Image from https://unsplash.com/

Prefect Runs on Prefect

Every morning, Marvin runs standup for our team. That’s not unusual for a tech startup, except that Marvin is actually a Prefect workflow.

Update: Part 2 of this post, including all code, is available here.

Standup

At Prefect, we run our standup ceremony asynchronously through Slack, completely managed by our favorite internal bot: Marvin. For those unaware, “standup” is typically a short daily meeting in which a team describes what they worked on the day before and plan to work on today. To enable that, Marvin is responsible for collecting user updates (via a Slack slash command), reminding users who haven’t provided an update to do so, and ultimately posting all of the updates in our #general Slack channel at a certain time. This setup is an important part of our effort to avoid unnecessary formality while still facilitating a culture of transparency.

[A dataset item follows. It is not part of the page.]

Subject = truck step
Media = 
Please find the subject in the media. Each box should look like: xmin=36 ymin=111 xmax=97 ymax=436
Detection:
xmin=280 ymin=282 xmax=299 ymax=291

Marvin has become an important member of our team. He began life as a playground for testing out new ideas and infrastructure, as he gave us a low-risk way to familiarize ourselves with novel technologies and also allowed everyone on our team, including non-developers, to contribute on a fun project via opening issues and suggesting new features. He quickly graduated to become a key component of Prefect’s internal processes. Using Marvin for standup was one of our earliest goals, but we had to write a lot of custom code to make that possible: schedulers, web-servers, database interactions, etc.

As the Prefect Cloud platform came online, it became apparent that our standup routine was a perfect match for an advanced Prefect workflow: a regularly-scheduled series of dependent tasks involving conditional logic, parameterized inputs, and dynamic scope (as we add new teammates). We began to view standup as a key internal use case: if it was easy to migrate our existing custom code to Prefect, then we’d have achieved many of our product goals.

Standup is also a great working example for our team because we’re all consumers of it. It provides a rare opportunity for everyone — from engineering to design — to work with data that’s meaningful to them.

Even better, eating our own dog food is the best — and possibly only — way to ensure that we are keeping our promises to our users. I can’t stress the benefits of doing this enough:

  • it enhances customer empathy, which is crucial for building useful software.
  • it sparks discussions about security and reliability, because we’re going to put critical sensitive data in the system before we ask anyone else to.
  • it creates a relatively low-pressure environment for debugging issues

The number of tiny improvements you’ll make the moment you undertake this is astonishing. Within the first day of undertaking this project, we had made enhancements to improve our logs, simplify our API for common actions, and update user config settings to prevent anyone from accidentally publishing sensitive data.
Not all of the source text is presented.